After researching the life and work of a chosen philanthropist from history, the learner takes on the role of that philanthropist in writing a letter to the learner. In this letter, the philanthropist discusses his/her motivations and feelings about his/her work, and compares and contrasts his/her work with the philanthropic work of the learner. The learner also prepares his/her previously created visual presentation and the two letters s/he has written for public display.

Lesson Rating 
PrintOne Fifty-Minute Class Period

The learner will:

  • summarize the life and work of a previously researched philanthropist in the form of a letter s/he writes in the role of that philanthropist.
  • compare and contrast the work of the philanthropist with the philanthropic work in which s/he is (or plans to be) involved.

Clear contact paper and scissors for "laminating" previously created posters and letters


  1. Anticipatory Set: Write the class' definitions of "philanthropy" and "philanthropist" on the board and ask the class to consider how they, as individuals, have acted philanthropically.

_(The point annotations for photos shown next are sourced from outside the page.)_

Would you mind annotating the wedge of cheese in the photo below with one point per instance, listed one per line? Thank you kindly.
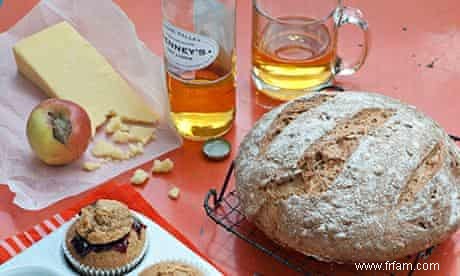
(64, 65)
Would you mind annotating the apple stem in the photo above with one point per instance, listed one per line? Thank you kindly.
(62, 127)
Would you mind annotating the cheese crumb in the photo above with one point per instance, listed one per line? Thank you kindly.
(174, 193)
(135, 149)
(139, 177)
(164, 166)
(141, 134)
(113, 125)
(91, 166)
(103, 149)
(120, 137)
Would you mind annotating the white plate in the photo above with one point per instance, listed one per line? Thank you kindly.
(47, 254)
(31, 270)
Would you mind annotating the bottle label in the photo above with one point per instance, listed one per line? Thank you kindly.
(188, 51)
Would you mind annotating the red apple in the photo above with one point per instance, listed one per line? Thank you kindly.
(58, 131)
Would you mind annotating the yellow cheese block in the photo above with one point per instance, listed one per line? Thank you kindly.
(64, 65)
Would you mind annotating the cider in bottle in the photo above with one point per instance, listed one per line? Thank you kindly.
(199, 51)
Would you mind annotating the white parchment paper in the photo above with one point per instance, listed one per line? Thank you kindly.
(108, 29)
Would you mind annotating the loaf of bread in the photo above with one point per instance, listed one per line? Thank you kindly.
(350, 177)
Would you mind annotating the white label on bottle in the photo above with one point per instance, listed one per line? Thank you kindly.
(188, 51)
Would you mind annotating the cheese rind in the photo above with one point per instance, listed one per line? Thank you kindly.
(141, 134)
(65, 65)
(91, 166)
(103, 149)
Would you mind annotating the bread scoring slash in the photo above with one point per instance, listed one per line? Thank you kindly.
(350, 177)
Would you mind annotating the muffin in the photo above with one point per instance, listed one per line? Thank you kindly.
(174, 268)
(106, 238)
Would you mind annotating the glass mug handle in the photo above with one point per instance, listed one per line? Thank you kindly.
(352, 16)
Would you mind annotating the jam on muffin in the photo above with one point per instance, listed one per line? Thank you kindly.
(106, 236)
(171, 269)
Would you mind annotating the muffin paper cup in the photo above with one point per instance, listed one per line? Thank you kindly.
(198, 266)
(92, 271)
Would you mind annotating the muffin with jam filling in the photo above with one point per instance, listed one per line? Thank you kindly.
(106, 236)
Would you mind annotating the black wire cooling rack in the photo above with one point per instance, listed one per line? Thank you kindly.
(224, 208)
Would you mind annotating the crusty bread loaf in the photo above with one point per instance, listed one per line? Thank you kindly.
(350, 177)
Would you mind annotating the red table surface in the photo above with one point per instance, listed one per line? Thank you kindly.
(406, 37)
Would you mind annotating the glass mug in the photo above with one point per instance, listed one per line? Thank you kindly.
(294, 45)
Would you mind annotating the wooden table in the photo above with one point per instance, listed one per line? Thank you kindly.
(407, 36)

Instruct the class to write a short list of their philanthropic acts. (Note: The teacher may need to make suggestions, for example, babysitting or lawn work for neighbors, participating in school or community-sponsored charity events, writing a letter to a public official.)

  2. Using their personal lists and Note Takers Guide (Handout One, Lesson Two) as references, learners should take on the role of the philanthropist they studied to write a reply to the original letter written at the start of the unit. The letter should include a summary of his/her life and work and compare/contrast the philanthropist's work with that of the learner.

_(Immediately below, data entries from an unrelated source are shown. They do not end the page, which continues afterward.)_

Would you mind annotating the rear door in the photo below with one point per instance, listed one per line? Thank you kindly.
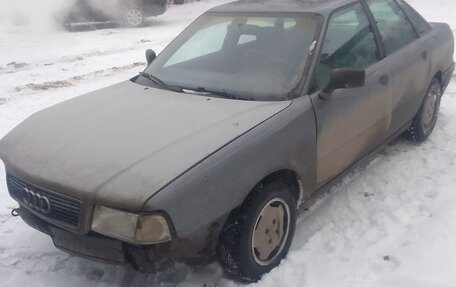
(352, 121)
(407, 58)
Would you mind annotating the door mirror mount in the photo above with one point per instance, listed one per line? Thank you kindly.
(343, 79)
(150, 56)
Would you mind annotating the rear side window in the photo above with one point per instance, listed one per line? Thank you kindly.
(395, 29)
(349, 43)
(418, 21)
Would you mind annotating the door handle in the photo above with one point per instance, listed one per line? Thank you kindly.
(384, 80)
(424, 55)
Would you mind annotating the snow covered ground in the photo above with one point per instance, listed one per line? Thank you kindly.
(392, 223)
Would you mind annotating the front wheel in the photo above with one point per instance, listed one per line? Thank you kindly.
(258, 235)
(134, 17)
(426, 118)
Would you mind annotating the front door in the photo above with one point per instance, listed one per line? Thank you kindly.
(352, 121)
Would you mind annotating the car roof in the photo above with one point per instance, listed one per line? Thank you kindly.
(323, 7)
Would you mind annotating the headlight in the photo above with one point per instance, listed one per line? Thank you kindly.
(129, 227)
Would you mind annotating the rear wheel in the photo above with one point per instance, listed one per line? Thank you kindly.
(426, 118)
(258, 235)
(134, 17)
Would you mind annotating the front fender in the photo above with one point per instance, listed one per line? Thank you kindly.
(214, 187)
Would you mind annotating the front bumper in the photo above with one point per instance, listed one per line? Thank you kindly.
(94, 246)
(98, 247)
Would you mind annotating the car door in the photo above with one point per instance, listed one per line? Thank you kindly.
(352, 121)
(407, 58)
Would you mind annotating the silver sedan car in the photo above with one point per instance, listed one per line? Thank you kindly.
(244, 118)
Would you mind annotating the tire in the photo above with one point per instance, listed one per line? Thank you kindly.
(134, 17)
(424, 122)
(258, 235)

  3. After finishing the letter, students should prepare their reports for presentation at school and/or public functions, for example, in the local library, at a "Make a Difference Day" celebration, or at a Martin Luther King, Jr. Day celebration.


Letter two will serve as the assessment, using the same standards and guidelines as letter one, including proper grammar and form, as well as adherence to the Note Taking Guide.

Cross Curriculum 

Students prepare visual presentations on their chosen philanthropist for public and school display. These presentations can be set up for "Make A Difference Day" celebrations, Martin Luther King, Jr. Day, or various school sponsored events. These displays are suitable for use in local libraries, city hall, or other public buildings.

Philanthropy Framework

  1. Strand PHIL.I Definitions of Philanthropy
    1. Standard DP 01. Define Philanthropy
      1. Benchmark HS.2 Identify and discuss examples of philanthropy and charity in modern culture.
  2. Strand PHIL.II Philanthropy and Civil Society
    1. Standard PCS 01. Self, citizenship, and society
      1. Benchmark HS.2 Discuss and give examples of why some humans will sacrifice for the benefit of unknown others.
      2. Benchmark HS.4 Describe and give examples of characteristics of someone who helps others.
    2. Standard PCS 06. Philanthropy in History
      1. Benchmark HS.2 Give an example of individual philanthropic action that influenced national or world history.
      2. Benchmark HS.5 Identify positive philanthropic historic acts or events that helped build the community, state, and nation.
  3. Strand PHIL.III Philanthropy and the Individual
    1. Standard PI 01. Reasons for Individual Philanthropy
      1. Benchmark HS.10 Identify reasons why historic figures acted for the common good.
      2. Benchmark HS.4 Cite historical examples of citizen actions that affected the common good.
  4. Strand PHIL.IV Volunteering and Service
    1. Standard VS 02. Service and Learning
      1. Benchmark HS.1 Select a service project based on interests, abilities, and research.